Keywords

1 Introduction

In the recent years, the Public Safety (PS) field has shown an increasing interest towards different forms of network sharing models in contrast to building out dedicated legacy PS networks. This interest has led 3GPP to include, from Release 11 onwards, the requirements of Mission Critical (MC) communications as a central topic to address the key requirements of the next generation broadband PS networks.

In order to support the demanding set of requirements of the PS vertical, NFV offers a new way to design, deploy and manage networking services. As a key technology for the development of the 5G ecosystem, NFV decouples the network functions from proprietary hardware appliances in order to be run in a virtualized infrastructure. This architecture drives the rapid development of new network services with elastic scale and automation. Additionally, the use of end-to-end network slicing mechanisms will allow sharing the infrastructure among other vertical industries or services and customising its capabilities on a per-tenant basis.

This paper presents the intelligent orchestration process of a Mission Critical Push-To-Talk (MCPTT) service over an NFV architecture. MCPTT compels tight requirements that include, among others, high availability and reliability, very low latency, support for one-to-one and group calls, talker identification and high audio quality for clear interchange of information. In this context, the network orchestrator must provide the tools to share edge computing capabilities between mission critical and commercial users.

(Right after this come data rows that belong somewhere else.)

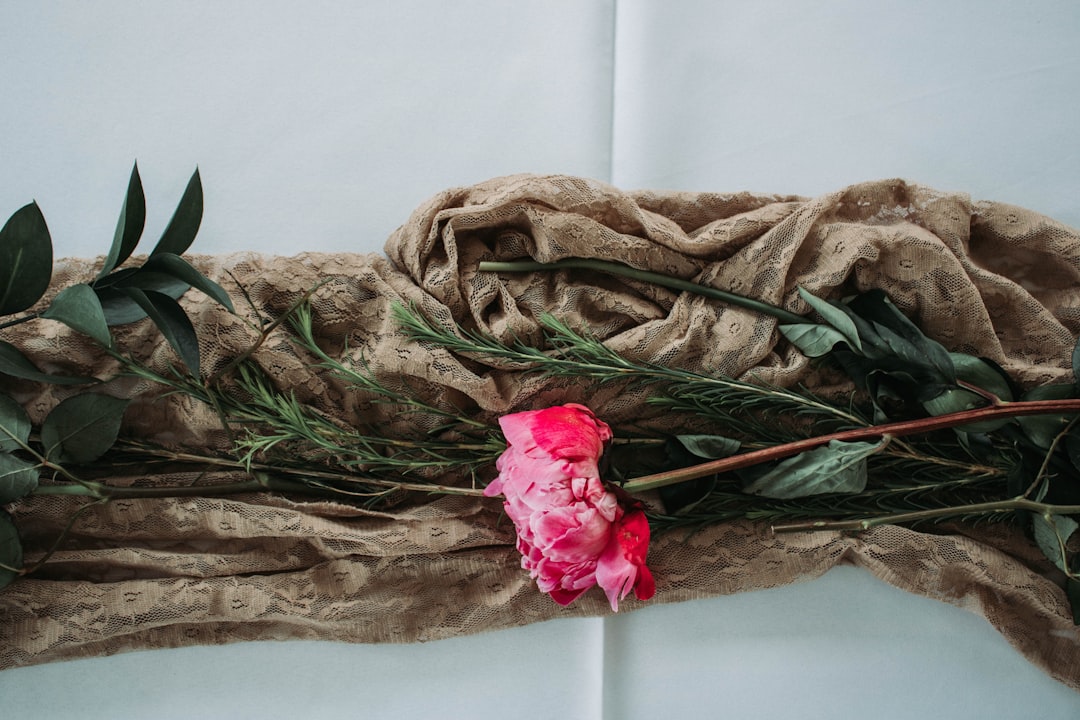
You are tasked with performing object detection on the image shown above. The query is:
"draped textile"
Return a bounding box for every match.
[2,175,1078,688]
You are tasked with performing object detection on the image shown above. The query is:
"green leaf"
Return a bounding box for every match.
[847,290,956,384]
[922,355,1015,433]
[923,386,1011,433]
[41,283,112,346]
[95,272,189,326]
[0,340,97,385]
[40,392,129,464]
[1032,513,1078,574]
[0,453,38,503]
[1067,578,1080,625]
[0,393,31,452]
[1018,383,1078,449]
[920,354,1010,431]
[120,288,201,375]
[141,253,234,312]
[673,434,741,460]
[0,510,22,590]
[97,162,146,278]
[797,287,863,352]
[1073,333,1080,395]
[951,353,1014,402]
[743,438,887,499]
[0,202,52,315]
[778,323,850,358]
[151,168,202,257]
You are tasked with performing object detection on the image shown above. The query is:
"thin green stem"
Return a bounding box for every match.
[0,311,41,331]
[771,497,1080,532]
[478,259,806,324]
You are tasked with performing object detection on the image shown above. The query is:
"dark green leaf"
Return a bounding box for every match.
[1073,333,1080,395]
[743,438,887,499]
[778,323,849,358]
[1067,578,1080,626]
[141,253,234,312]
[0,393,31,452]
[121,288,201,375]
[151,168,202,257]
[951,353,1014,402]
[926,391,1011,433]
[923,388,985,416]
[96,273,188,326]
[0,453,38,503]
[97,162,146,278]
[0,340,96,385]
[1032,512,1078,574]
[0,510,22,590]
[0,202,52,315]
[922,355,1015,432]
[659,476,717,516]
[1066,432,1080,476]
[41,284,112,346]
[846,290,956,384]
[673,435,741,460]
[40,392,129,464]
[1018,383,1078,449]
[872,320,955,386]
[797,287,862,351]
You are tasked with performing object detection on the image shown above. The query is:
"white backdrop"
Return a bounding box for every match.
[2,2,1080,718]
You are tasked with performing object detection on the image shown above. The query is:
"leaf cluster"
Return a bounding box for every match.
[0,163,233,382]
[0,164,234,587]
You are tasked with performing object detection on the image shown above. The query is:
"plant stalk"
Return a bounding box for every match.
[771,497,1080,533]
[478,259,806,324]
[621,397,1080,492]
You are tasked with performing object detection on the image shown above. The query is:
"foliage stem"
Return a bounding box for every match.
[622,397,1080,493]
[478,259,806,324]
[771,498,1080,532]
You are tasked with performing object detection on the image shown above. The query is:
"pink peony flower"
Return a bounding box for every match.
[484,403,655,610]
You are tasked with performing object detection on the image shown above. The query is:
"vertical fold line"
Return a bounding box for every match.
[605,0,620,186]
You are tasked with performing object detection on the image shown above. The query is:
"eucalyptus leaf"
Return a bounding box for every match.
[0,393,31,452]
[41,283,112,346]
[151,168,202,257]
[674,434,741,460]
[0,510,22,590]
[97,162,146,278]
[778,323,849,358]
[0,201,52,315]
[1032,513,1078,574]
[0,340,96,385]
[0,453,39,503]
[120,288,201,375]
[40,392,129,464]
[743,438,887,499]
[141,253,234,312]
[797,287,862,352]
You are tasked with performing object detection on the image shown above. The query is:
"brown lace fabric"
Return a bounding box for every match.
[1,175,1078,687]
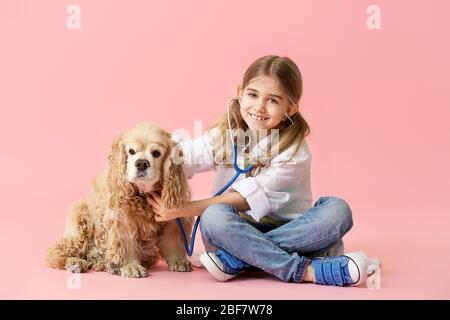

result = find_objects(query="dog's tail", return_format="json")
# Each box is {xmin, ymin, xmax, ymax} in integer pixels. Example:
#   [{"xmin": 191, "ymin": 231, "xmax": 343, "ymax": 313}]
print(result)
[{"xmin": 45, "ymin": 202, "xmax": 92, "ymax": 269}]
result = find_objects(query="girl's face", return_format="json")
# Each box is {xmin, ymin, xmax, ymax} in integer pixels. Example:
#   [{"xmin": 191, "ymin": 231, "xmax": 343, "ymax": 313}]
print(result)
[{"xmin": 238, "ymin": 76, "xmax": 298, "ymax": 131}]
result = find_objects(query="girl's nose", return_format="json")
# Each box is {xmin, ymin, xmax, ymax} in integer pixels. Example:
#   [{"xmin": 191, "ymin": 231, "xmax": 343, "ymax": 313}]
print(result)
[{"xmin": 255, "ymin": 99, "xmax": 267, "ymax": 111}]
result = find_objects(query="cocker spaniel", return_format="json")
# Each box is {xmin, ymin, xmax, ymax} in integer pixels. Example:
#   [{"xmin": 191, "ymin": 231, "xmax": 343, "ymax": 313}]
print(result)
[{"xmin": 46, "ymin": 122, "xmax": 193, "ymax": 277}]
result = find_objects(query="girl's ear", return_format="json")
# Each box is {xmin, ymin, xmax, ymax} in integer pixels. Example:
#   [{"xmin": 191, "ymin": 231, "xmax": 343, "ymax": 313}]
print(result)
[
  {"xmin": 288, "ymin": 103, "xmax": 299, "ymax": 117},
  {"xmin": 236, "ymin": 84, "xmax": 243, "ymax": 98}
]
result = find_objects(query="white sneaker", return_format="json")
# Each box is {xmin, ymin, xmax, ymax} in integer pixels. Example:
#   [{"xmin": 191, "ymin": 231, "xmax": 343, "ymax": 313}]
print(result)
[
  {"xmin": 342, "ymin": 251, "xmax": 381, "ymax": 286},
  {"xmin": 199, "ymin": 251, "xmax": 247, "ymax": 282},
  {"xmin": 343, "ymin": 251, "xmax": 369, "ymax": 286},
  {"xmin": 187, "ymin": 252, "xmax": 204, "ymax": 268},
  {"xmin": 311, "ymin": 250, "xmax": 380, "ymax": 287}
]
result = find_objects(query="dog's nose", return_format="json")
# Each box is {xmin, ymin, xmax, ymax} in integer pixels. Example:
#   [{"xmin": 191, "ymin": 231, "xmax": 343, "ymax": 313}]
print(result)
[{"xmin": 135, "ymin": 159, "xmax": 150, "ymax": 171}]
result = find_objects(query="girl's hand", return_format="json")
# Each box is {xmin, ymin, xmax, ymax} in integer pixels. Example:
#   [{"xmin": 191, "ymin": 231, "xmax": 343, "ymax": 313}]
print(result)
[{"xmin": 146, "ymin": 192, "xmax": 181, "ymax": 222}]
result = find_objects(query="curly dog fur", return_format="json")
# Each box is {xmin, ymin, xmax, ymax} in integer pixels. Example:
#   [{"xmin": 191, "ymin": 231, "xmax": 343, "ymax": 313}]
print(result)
[{"xmin": 45, "ymin": 122, "xmax": 193, "ymax": 277}]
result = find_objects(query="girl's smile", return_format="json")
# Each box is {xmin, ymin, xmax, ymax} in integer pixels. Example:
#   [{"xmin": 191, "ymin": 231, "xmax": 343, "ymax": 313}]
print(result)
[
  {"xmin": 247, "ymin": 112, "xmax": 269, "ymax": 121},
  {"xmin": 238, "ymin": 76, "xmax": 297, "ymax": 131}
]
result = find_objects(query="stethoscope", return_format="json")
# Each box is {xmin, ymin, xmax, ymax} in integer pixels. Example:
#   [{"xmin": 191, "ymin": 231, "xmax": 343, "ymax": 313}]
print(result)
[{"xmin": 175, "ymin": 97, "xmax": 254, "ymax": 256}]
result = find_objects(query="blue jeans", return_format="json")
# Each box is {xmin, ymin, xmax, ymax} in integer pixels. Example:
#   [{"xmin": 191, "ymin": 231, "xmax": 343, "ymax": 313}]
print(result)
[{"xmin": 200, "ymin": 196, "xmax": 353, "ymax": 283}]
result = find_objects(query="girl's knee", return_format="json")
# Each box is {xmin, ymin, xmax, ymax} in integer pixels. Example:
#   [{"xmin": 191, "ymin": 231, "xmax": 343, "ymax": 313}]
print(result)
[
  {"xmin": 320, "ymin": 196, "xmax": 353, "ymax": 231},
  {"xmin": 332, "ymin": 197, "xmax": 353, "ymax": 231},
  {"xmin": 200, "ymin": 204, "xmax": 235, "ymax": 235}
]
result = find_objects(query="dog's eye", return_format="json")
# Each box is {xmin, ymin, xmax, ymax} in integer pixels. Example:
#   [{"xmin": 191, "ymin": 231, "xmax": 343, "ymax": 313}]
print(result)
[
  {"xmin": 151, "ymin": 150, "xmax": 161, "ymax": 158},
  {"xmin": 129, "ymin": 149, "xmax": 136, "ymax": 155}
]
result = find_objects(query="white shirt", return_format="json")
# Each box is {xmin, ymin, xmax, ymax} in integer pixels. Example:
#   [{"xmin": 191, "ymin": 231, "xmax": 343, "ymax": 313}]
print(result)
[{"xmin": 172, "ymin": 127, "xmax": 313, "ymax": 223}]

MCPTT is a PS mission-critical voice communication type, aimed at the coordination of emergency teams that are organized in groups [1]. It provides an arbitrated method by which two -or more- users may engage in communication. Users may request permission to transmit (e.g., traditionally by means of a press of a button) and the MCPTT service provides a deterministic mechanism to arbitrate between requests that are in competition (i.e., Floor control). When multiple requests occur, the determination of which user’s request is accepted, and which users’ requests are rejected -or queued- is based upon a number of characteristics (including the respective priorities of the users in contention).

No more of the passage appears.